Blueberry Nectarine Crisp

a pan of blueberry-nectarine crisp with a oat and pecan topping
Among the many things I love about fruit crisps, one of my favorite features of this versatile dessert is that once you learn the basic technique of making one, you really never have to measure again. Saturday afternoon, I put together a blueberry-nectarine crisp to take to a potluck later in the evening. Back in August, I froze half the blueberries I picked, along with a quart of sliced nectarines. I plucked both bags out of the freezer, and after an hour of defrosting, tumbled their contents into a large bowl. I sprinkled them with some sugar (I didn't measure, but if I was forced to guess, I'd say it was a little more than half a cup), some cinnamon (a good shake), fresh nutmeg (a third of a meg) and a teaspoon of cornstarch (the only thing I measured, because you always want to err on the scant side with cornstarch). I tossed the fruit around with my fingers until coated and them spread them out in a large baking pan (it was a lot of fruit).

The fruit went into the oven at 350 degrees plain for the first fifteen minutes, as it was still a little frozen and I didn't want the topping to burn while the fruit was undercooked. While it baked, I whirred up topping in the food processor. In went about 2 cups of oats, 1 stick of butter (unsalted please), cane sugar (about a third of a cup), some cinnamon and a bit more nutmeg. This is my favorite way of making a crisp topping, because some of the oats get worked down into flour, while other bits remain intact. It comes together into a sort of dough that has a terrific texture and makes you think that what you're eating has some relationship to healthy eating. I toss in a couple of handfuls of chopped pecans just before spreading it out over the fruit. It baked for another 45 minutes, until the top was lightly browned and the fruit was bubbly and soft. Eaten with vanilla ice cream, it was one of the better treats I tasted in recent memory.

Filed under: Ingredients, Methods

A bit of summer, stashed away for the fall

frozen nectarine wedges on a cookie sheet
Last week when I went blueberry picking, I also brought home a quart of imperfect nectarines for $2. I could have gotten more perfectly formed specimen for twice the price, but I decided not to judge the fruit based on its outward appearance and went for a basket of marked and marred.
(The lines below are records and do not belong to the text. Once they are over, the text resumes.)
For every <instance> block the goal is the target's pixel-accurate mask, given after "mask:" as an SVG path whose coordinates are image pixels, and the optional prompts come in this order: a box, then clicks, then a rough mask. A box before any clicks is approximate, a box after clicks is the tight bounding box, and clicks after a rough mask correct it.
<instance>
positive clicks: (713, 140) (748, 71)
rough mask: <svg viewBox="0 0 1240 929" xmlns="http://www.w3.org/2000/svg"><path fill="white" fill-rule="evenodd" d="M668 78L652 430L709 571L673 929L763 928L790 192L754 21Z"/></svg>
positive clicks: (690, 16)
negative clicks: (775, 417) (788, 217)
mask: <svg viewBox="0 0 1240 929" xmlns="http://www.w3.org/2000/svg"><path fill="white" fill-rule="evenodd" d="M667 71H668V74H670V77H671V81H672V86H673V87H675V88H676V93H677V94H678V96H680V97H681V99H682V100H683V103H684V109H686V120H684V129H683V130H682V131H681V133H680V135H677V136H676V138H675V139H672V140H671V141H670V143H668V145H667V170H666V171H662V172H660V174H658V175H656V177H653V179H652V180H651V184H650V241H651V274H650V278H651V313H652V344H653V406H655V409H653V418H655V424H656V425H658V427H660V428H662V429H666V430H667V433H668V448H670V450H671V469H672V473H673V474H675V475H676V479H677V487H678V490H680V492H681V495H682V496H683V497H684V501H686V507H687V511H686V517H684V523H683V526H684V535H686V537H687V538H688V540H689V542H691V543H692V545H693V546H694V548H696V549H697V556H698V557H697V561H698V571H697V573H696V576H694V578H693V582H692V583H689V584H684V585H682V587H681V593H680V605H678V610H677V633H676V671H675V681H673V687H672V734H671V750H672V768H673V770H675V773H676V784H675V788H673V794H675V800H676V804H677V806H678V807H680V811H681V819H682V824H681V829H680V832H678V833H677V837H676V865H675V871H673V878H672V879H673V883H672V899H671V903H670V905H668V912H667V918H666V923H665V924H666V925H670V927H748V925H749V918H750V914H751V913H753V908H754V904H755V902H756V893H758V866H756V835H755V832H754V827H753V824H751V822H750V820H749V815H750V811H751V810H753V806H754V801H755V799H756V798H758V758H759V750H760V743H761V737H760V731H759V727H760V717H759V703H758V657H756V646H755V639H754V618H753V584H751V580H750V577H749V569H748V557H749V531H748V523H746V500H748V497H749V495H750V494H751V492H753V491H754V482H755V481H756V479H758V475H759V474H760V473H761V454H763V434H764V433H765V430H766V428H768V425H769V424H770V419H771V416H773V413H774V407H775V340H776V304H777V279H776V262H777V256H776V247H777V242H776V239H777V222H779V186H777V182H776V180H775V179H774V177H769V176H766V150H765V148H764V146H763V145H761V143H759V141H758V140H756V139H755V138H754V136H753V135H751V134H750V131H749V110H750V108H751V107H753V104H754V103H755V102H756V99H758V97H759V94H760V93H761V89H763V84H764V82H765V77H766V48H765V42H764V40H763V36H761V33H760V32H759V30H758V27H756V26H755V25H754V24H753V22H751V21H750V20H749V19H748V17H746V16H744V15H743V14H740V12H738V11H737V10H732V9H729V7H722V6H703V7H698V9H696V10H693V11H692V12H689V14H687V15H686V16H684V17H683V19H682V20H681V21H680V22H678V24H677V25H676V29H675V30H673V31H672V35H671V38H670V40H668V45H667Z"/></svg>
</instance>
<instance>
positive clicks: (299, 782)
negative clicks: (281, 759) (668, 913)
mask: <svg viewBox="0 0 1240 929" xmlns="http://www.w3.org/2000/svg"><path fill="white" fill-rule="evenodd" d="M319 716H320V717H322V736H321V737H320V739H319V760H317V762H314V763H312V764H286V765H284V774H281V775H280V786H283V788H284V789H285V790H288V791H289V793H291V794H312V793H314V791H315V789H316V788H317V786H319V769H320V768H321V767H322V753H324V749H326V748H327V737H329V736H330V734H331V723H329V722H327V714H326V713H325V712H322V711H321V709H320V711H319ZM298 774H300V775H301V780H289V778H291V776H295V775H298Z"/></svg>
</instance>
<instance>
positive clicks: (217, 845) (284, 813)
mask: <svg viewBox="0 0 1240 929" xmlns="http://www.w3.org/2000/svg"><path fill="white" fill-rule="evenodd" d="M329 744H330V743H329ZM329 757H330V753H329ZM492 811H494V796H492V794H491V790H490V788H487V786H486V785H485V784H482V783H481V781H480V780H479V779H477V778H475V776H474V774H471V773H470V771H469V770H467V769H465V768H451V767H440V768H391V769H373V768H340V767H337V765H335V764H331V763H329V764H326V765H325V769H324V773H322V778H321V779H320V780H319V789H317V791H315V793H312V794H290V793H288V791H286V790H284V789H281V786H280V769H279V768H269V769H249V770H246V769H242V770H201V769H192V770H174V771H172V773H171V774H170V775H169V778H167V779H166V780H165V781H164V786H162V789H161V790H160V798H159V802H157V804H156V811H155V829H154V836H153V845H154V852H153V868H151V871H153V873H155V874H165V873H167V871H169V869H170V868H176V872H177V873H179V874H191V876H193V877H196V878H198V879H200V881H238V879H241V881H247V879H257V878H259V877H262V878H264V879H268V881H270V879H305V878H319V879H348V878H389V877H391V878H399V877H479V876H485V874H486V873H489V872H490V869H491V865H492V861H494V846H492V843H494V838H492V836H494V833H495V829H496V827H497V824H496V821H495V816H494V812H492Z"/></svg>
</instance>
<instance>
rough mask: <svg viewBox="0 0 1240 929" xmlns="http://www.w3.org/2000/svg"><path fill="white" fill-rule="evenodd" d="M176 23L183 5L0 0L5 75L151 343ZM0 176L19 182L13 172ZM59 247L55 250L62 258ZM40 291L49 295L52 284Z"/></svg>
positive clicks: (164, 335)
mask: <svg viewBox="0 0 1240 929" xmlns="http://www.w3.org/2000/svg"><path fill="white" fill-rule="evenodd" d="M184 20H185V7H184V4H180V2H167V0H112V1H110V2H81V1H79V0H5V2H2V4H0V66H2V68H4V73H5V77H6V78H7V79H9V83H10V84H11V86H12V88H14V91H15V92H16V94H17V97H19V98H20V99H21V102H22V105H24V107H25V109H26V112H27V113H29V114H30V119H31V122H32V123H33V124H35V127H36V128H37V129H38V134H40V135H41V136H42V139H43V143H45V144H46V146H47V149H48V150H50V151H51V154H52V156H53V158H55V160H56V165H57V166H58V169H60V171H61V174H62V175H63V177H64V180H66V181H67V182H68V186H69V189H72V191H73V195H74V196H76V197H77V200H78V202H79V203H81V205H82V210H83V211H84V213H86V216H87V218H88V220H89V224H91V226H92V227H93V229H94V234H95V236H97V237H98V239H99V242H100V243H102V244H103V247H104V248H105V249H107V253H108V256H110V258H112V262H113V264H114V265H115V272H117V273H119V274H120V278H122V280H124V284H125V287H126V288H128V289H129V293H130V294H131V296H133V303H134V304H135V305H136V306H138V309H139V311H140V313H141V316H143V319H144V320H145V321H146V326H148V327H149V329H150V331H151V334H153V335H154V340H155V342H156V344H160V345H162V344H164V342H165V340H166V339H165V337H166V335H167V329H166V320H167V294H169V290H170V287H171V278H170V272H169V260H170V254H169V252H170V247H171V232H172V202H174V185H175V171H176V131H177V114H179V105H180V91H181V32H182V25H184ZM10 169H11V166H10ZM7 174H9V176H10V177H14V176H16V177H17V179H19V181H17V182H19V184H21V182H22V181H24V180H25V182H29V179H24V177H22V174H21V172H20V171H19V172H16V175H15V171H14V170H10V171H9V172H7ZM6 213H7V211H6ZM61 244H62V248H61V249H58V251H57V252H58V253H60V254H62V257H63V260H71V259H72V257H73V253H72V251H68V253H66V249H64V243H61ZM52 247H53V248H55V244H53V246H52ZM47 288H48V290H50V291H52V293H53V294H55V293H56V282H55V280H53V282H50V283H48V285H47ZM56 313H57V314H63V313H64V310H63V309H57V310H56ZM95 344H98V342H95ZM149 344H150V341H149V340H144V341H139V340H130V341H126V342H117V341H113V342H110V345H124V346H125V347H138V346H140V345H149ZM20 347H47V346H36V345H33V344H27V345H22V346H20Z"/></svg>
It was a good buy, as they had incredible flavor. They were, however, also incredibly ripe and by yesterday were in need of some sort of speedy use or processing. Still overwhelmed by the zucchini muffins and lemon blueberry cake, I decided I couldn't handle another baked good in my apartment. I went the easy way and cut the remaining dozen of them into wedges and froze them on a cookie tray that I balanced precariously in my overstuffed freezer.

I now have a large bag of locally grown nectarine chunks in my freezer. I imagine I'll used them on a chilly, overcast day in November, when juicy summer fruit is a distant memory. On some very minor level, I feel a sense of satisfaction similar to that which I imagine women of another century often experienced, after a long day of canning the fruits of their kitchen gardens, so that they'd have fruits and veggies throughout the winter.